Hay quienes acusan a Dios de ser un Dios severo,
castigador, que se complace en castigar hasta la más mínima falta del hombre,
pero quienes así piensan, olvidan precisamente el episodio del paralítico, en
el que está representado el perdón de Dios al hombre. Lejos de castigarlo como
su pecado de rebelión en el Paraíso lo merecía, Dios da paso al Amor infinito
que brota de su Ser divino como de un manantial inagotable, para derramarlo
sobre los hombres, sin tenerles en cuenta la ofensa cometida.
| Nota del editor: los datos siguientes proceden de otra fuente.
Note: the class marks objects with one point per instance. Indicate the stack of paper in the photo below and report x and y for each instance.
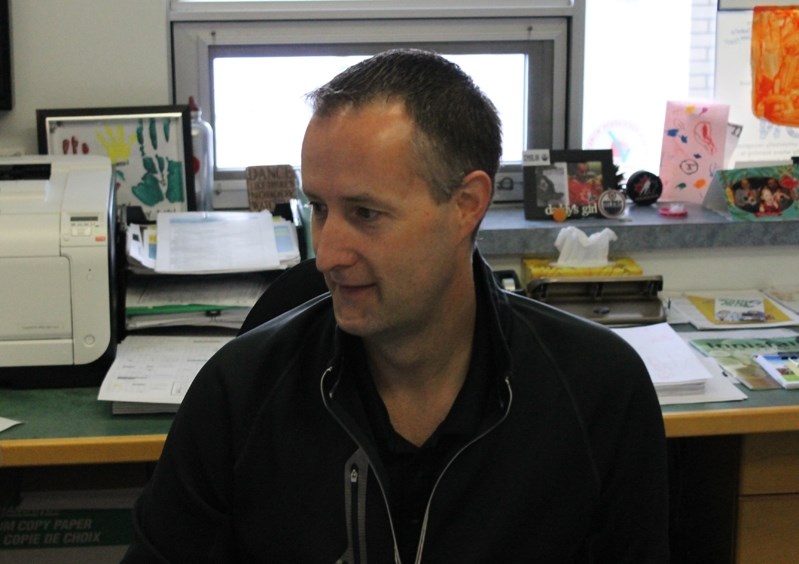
(151, 374)
(213, 242)
(204, 268)
(734, 352)
(725, 309)
(673, 366)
A pesar de esto, el perdón de los pecados no es,
con todo lo que supone, la muestra última del Amor divino: es solo el paso
previo para otra muestra de amor divino, insondable, incomprensible,
inabarcable, y es el don de la filiación divina, por el cual el Hijo de Dios
nos hace ser hijos de Dios con la misma filiación con la cual Él es Hijo de
Dios desde la eternidad.
Este don del Amor misericordioso de Dios,
manifestado en el perdón de los pecados y en el don de la filiación divina, es
el fundamento por el cual el cristiano debe perdonar al prójimo “setenta veces
siete” y también “amar al enemigo”, como lo pide Jesús. Quien obra de esta
manera, es como el que “construye sobre roca firme”, puesto que se convierte,
más que en imitador del mismo Hombre-Dios, en un reflejo y destello de su
bondad y de su misericordia, contribuyendo de esa manera a que este mundo sea
menos sombrío y más luminoso.
Por el contrario, quien se niega a perdonar a su
prójimo, y quien se niega a amar a su enemigo, se convierte a sí mismo en una
tenebrosa sombra viviente, cómplice y aliada en el mal de los ángeles caídos.